Guilty but not guilty
Finally, remember that it does not necessarily make a dismissal decision unfair if an employer’s finding differs from that reached by an external body. A dismissal will be unfair if it is outside the range of reasonable responses that an employer could make to the situation at issue, taking into account considerations including matters known by the employer at the time. It is also a balance of probabilities test.
An external body will very probably be adopting a different approach, in seeking to decide whether, for example, a breach of their own regulations has occurred. The police will have an eye to the ‘beyond reasonable doubt’ test applied in the courts which requires a higher level of proof. So, there will be times when after a long police investigation, no charges are brought – but that doesn’t mean an employer is unable to dismiss fairly for the same alleged offence, provided it reaches its own decision based on its own reasonable belief. Certainly, though, the scrutiny will be that much more acute in a situation where an employer goes ahead with a dismissal in circumstances where an external body has either exonerated the individual or found a lesser kind of sanction to be appropriate – from a psychological perspective the employee will have breathed a metaphorical sigh of relief at the external finding and will be proportionately more likely to challenge a more hard-line decision by an employer.

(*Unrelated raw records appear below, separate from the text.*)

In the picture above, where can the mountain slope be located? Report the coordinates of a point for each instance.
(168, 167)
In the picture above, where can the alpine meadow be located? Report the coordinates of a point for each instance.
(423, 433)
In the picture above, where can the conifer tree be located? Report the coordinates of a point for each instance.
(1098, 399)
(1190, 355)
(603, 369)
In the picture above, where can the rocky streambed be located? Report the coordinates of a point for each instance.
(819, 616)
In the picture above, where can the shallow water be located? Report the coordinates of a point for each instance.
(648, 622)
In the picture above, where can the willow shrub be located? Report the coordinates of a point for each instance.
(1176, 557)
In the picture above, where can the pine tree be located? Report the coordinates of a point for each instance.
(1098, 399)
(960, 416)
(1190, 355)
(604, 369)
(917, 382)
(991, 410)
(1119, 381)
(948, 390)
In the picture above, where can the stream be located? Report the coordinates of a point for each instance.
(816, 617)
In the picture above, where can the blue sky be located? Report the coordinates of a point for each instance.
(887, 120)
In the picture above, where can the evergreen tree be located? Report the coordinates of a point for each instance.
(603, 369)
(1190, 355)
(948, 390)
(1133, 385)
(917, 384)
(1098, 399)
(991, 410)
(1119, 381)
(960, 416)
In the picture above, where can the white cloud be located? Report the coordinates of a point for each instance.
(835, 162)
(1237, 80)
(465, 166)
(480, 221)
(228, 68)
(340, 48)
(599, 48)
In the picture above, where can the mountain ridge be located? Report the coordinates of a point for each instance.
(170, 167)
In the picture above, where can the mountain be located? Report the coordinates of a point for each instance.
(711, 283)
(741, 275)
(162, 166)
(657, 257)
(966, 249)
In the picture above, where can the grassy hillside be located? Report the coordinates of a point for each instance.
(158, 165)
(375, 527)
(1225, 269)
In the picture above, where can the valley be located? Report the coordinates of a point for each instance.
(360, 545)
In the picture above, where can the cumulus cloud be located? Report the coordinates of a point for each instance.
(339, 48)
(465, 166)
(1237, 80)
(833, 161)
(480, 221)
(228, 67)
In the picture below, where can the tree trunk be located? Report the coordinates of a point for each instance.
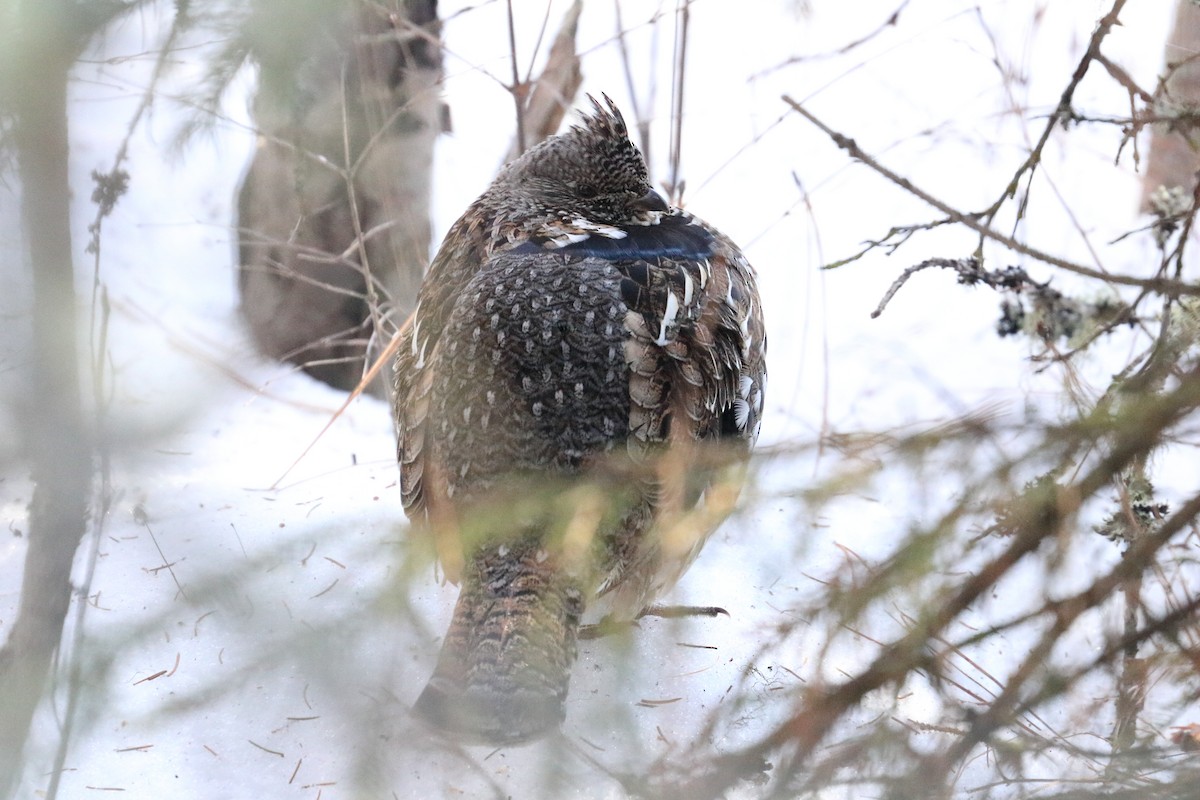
(340, 187)
(55, 435)
(1174, 157)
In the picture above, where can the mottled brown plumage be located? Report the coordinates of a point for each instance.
(576, 392)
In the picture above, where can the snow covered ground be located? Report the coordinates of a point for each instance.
(258, 626)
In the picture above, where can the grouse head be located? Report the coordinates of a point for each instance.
(591, 175)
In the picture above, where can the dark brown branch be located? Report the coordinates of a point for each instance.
(972, 221)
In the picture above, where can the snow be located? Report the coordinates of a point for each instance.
(258, 621)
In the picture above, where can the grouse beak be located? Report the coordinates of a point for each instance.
(651, 202)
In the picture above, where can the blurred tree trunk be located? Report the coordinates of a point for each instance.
(1174, 157)
(339, 190)
(55, 439)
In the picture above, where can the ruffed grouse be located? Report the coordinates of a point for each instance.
(576, 395)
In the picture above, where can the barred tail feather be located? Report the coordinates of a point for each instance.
(505, 663)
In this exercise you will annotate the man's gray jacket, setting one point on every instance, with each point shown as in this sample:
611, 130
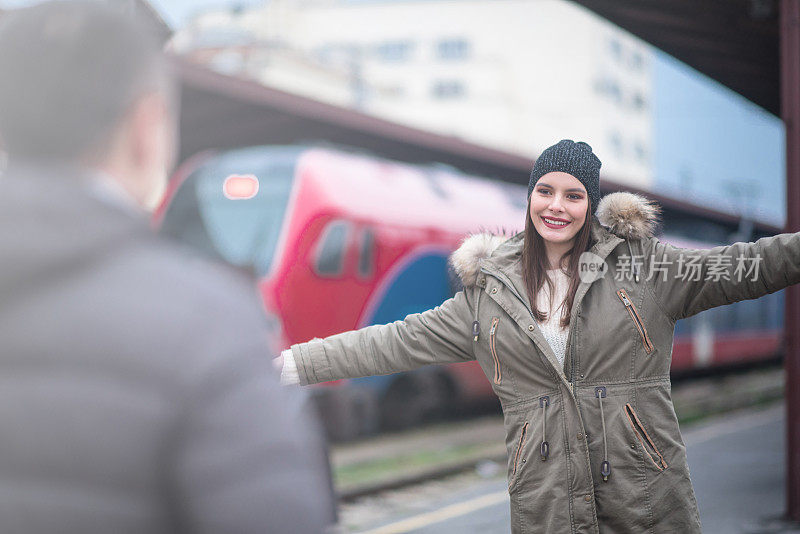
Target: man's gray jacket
136, 389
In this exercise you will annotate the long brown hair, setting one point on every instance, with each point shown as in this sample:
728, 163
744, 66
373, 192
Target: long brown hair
535, 264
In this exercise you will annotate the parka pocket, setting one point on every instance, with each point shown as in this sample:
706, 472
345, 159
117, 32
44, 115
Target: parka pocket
644, 438
520, 443
493, 349
637, 320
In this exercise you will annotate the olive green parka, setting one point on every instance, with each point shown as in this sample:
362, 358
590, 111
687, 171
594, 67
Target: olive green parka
593, 445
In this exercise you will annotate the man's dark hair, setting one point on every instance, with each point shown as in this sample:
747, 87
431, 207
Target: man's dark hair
69, 71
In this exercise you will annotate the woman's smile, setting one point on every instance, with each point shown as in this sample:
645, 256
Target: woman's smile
555, 223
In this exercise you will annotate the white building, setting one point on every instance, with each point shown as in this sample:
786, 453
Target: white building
517, 75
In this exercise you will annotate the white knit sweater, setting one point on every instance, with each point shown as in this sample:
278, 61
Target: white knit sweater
552, 331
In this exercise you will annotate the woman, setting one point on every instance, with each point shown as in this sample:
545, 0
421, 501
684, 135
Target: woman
572, 322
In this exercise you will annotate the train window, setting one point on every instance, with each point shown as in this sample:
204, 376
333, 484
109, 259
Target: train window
329, 261
242, 231
366, 253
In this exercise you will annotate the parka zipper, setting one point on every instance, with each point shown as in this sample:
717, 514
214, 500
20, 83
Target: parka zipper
519, 448
644, 438
637, 321
506, 282
544, 448
493, 349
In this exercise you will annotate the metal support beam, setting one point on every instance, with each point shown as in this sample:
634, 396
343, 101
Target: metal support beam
790, 112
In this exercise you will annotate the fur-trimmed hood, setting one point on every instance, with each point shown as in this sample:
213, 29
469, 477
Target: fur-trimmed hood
627, 215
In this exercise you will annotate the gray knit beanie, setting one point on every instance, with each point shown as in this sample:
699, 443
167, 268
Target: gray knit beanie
572, 158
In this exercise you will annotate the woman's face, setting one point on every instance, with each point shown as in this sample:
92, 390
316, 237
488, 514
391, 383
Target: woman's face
558, 207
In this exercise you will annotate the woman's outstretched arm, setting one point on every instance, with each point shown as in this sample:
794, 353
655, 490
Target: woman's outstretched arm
688, 281
440, 335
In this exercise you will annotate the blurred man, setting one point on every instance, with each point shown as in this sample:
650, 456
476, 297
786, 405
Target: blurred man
136, 389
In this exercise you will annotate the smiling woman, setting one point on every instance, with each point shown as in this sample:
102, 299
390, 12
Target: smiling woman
580, 363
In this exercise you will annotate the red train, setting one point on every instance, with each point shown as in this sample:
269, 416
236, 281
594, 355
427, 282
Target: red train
340, 240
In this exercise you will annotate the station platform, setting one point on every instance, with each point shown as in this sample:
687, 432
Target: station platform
737, 464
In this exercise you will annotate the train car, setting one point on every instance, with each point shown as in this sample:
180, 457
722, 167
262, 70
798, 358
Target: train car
339, 240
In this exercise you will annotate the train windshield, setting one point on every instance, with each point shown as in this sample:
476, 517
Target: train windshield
243, 231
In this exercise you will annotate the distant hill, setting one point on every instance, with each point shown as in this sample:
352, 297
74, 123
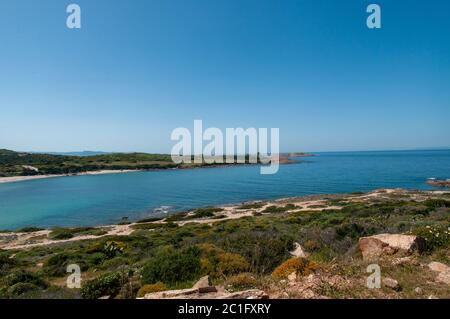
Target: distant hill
19, 163
83, 153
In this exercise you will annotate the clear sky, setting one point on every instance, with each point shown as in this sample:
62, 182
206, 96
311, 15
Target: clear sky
138, 69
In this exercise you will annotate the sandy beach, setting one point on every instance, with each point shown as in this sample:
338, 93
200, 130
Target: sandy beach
15, 179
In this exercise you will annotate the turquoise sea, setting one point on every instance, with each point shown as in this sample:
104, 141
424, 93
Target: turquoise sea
105, 199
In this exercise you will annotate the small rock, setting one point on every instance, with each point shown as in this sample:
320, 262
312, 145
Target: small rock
444, 277
202, 283
292, 277
391, 283
439, 267
298, 251
388, 244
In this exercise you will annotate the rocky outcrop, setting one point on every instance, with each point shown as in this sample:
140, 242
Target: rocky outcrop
442, 270
218, 293
376, 246
391, 283
204, 290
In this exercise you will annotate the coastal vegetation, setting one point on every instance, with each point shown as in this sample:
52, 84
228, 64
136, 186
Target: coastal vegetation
32, 164
241, 250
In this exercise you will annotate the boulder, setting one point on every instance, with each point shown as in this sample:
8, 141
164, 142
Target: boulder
438, 267
442, 270
217, 294
246, 294
388, 244
298, 251
202, 283
444, 277
292, 277
391, 283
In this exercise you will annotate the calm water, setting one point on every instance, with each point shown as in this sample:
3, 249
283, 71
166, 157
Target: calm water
104, 199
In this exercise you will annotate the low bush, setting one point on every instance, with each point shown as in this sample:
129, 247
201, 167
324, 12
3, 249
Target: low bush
241, 282
21, 276
435, 236
112, 248
172, 266
29, 229
148, 289
262, 249
216, 263
67, 233
206, 212
278, 209
256, 205
105, 285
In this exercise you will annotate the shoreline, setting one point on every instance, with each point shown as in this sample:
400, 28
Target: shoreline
283, 160
25, 240
16, 179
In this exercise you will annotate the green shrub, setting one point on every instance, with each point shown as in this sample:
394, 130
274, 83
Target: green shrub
112, 248
176, 217
278, 209
172, 266
105, 285
241, 282
206, 212
21, 276
300, 266
436, 203
21, 288
218, 263
149, 220
256, 205
148, 289
262, 249
150, 226
435, 236
67, 233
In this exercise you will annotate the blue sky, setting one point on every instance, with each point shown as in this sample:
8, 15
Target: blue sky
138, 69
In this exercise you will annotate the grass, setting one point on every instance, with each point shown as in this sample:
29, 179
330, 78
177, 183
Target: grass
233, 252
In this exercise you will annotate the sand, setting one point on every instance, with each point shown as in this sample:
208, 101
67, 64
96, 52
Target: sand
14, 179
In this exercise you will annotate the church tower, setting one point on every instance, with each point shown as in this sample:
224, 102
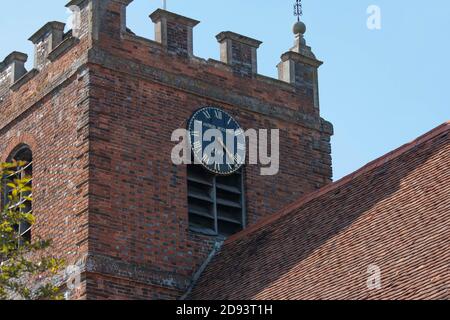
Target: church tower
96, 114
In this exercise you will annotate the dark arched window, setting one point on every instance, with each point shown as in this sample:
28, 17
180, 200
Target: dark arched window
23, 155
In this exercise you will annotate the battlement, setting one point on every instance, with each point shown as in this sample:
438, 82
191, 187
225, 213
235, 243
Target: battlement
102, 21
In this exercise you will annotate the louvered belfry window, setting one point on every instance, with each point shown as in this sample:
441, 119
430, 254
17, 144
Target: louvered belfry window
216, 203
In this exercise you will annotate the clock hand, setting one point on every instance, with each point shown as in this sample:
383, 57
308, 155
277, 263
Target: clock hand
230, 155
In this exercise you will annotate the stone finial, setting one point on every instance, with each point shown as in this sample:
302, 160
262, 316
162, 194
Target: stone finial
13, 67
175, 32
45, 40
240, 52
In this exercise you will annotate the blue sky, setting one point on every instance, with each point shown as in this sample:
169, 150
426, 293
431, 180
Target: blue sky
380, 88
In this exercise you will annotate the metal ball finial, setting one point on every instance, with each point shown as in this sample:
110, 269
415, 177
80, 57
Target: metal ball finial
299, 28
298, 9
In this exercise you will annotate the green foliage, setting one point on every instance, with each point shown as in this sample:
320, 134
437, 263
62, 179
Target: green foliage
22, 263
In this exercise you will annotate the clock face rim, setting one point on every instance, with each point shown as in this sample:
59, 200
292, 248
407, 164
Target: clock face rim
190, 130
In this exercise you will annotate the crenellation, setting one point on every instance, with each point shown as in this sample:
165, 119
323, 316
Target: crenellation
174, 32
240, 52
11, 69
45, 40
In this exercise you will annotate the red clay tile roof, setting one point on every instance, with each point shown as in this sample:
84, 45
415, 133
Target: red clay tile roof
393, 213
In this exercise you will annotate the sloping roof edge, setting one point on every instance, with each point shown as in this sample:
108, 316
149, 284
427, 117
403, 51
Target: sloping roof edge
368, 167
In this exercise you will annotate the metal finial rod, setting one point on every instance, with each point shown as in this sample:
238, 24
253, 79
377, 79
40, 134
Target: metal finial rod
298, 9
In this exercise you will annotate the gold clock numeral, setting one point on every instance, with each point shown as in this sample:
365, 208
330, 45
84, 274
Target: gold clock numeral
207, 114
218, 114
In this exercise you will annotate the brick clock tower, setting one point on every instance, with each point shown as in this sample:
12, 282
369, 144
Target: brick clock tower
95, 116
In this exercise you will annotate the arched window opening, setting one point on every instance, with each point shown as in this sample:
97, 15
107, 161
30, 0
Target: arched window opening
24, 157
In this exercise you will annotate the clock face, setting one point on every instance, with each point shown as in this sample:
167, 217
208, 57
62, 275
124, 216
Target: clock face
217, 141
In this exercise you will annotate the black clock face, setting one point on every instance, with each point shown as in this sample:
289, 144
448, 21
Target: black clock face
217, 141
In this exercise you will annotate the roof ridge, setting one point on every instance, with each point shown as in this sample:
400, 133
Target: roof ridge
332, 186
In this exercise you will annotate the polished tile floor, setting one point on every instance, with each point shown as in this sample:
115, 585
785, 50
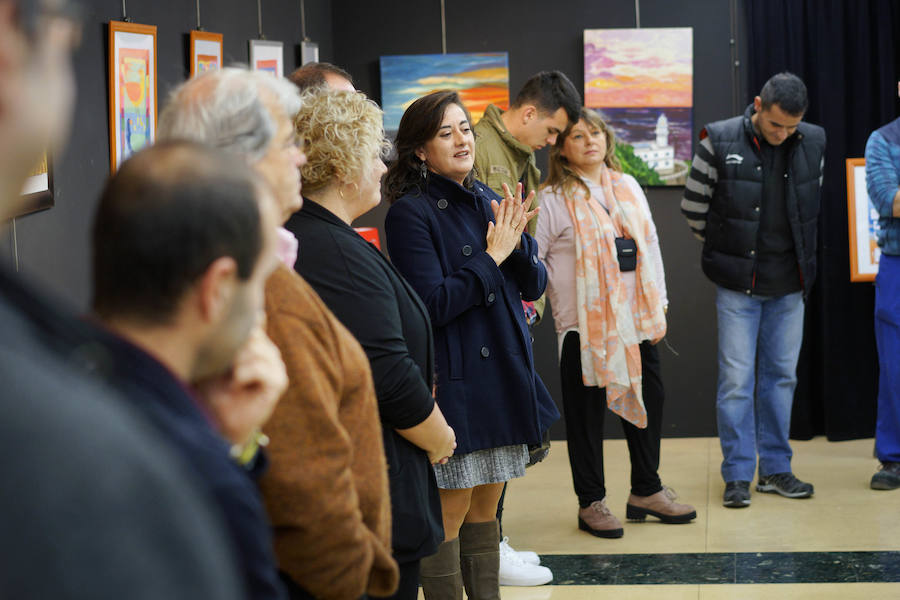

Damned if you do, damned if you don’t
Whichever decision an employer takes in these situations, there is a potential for criticism and there is certainly no right or wrong answer – much will depend on the facts (which even as I write it sounds like a typical lawyer’s disclaimer). Certainly, wherever possible there is mileage in collaborating as closely as may be possible with the external body, and at least seeking whether there is scope to have the benefit of using the material uncovered in their investigations, if not being tied to the decision they reach. Being clear with the employee and retaining the ability to adapt one’s approach as the situation unfolds are important starting points.
Meanwhile, employers and employment lawyers are left shaking their heads at the idea that a gross misconduct dismissal doesn’t seem to have been within the range of reasonable responses considered by Newcastle in circumstances where their manager holds his hands up to a physical assault carried out in full view of the TV-watching nation. Surely the fact that there’s rumoured to be no break clause in his eight year contract has nothing to do with it.